Taja the Barbarian |
I expect most things don't get playtested. It's not the first time we've had a ridiculously powerful option slip through.
This connection is actually from the middle adventure of an AP, so it probably didn't get the same level of testing as it would have in a non-adventure supplement: Playtesting the adventure wouldn't necessarily involve testing the new Mystic Connection that presumably wasn't actually available at character creation.
Jack Simth |
The level 18 ability is kind of absurdly OP as a tool of assassination, too. Teleport to target sleeping person, anywhere in the universe, as long as you're reasonably familiar with them. 9 to 10 minutes later, you're gone without a trace. Like, you do have to achieve familiarity, but....
Yes, but that’s at 18th. What percentage of games hit 18th, vs. the percentage that hit 6th?
Metaphysician |
I mean, its trading resolve points for spells, but with the same limits on spell power as any you'd otherwise have. Its a powerful ability, sure, but I'm not sure I'd call it 'broken'. Not when you are trading survivability with each usage.
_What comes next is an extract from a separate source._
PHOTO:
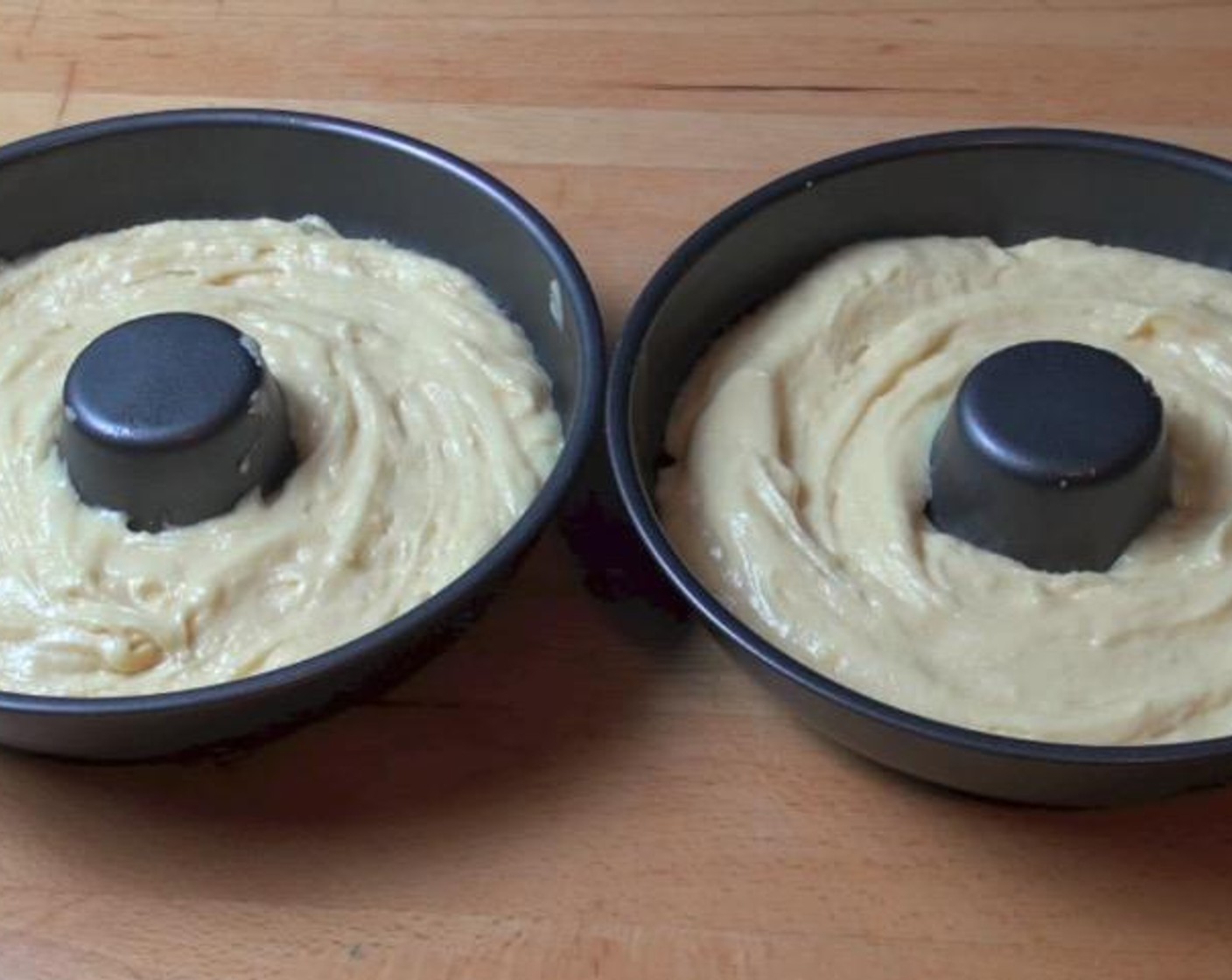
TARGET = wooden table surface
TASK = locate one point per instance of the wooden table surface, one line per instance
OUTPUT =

Note that it also requires a full action, so its significantly less useful in combat than your average normal spellcasting.
John Mangrum |
Does Starfinder ever do that thing where a given spell is of different spell levels depending on which list it's on? That would be even more of a reason.
Technically there's nothing preventing it, but no, Starfinder has not done that.
Jack Simth |
I mean, its trading resolve points for spells, but with the same limits on spell power as any you'd otherwise have. Its a powerful ability, sure, but I'm not sure I'd call it 'broken'. Not when you are trading survivability with each usage. Note that it also requires a full action, so its significantly less useful in combat than your average normal spellcasting.
You have sharply limited spells known (e.g., at 7th, a mystic knows just two third level spells): This removes that cap, and lets them come from any list as well. Any situational spell that you wouldn't learn normally? It's available immediately. So, say, Starlit Span is right there if you need it.
If there's a level-appropriate spell that solves the problem, you can solve the problem. And there are a LOT of spells. This is a VERY LARGE flexibility increase. Like... the capstone ability to cast Miracle doesn't mean anything to a Dreamer, because you've been able to do everythingthat gets you since 16th, and more often to boot.
You have limited slots per day. A seventh level Mystic generally has just three third level spell slots (two base, one bonus).. but generally six+ resolve points... and it takes ten minutes to use them for stamina repair. So if you cast one spell of your highest level each fight, and restore Samina after each fight, you go from being able to handle three encounters at 7th to being able to handle four or five... and this gets progressively more true at higher levels, as Resolve goes up basically linearly while your highest level slots per day reset every few levels: A tenth level Mystic gets just three-ish 4th level spell slots... and probably 9+ Resolve Points. A 16th level Mystic gets probably three 6th level spell slots... and probably 14+ resolve points.
No, it's not a power thing, for the most part. It is flexibility and endurance. And it is a LOT of it.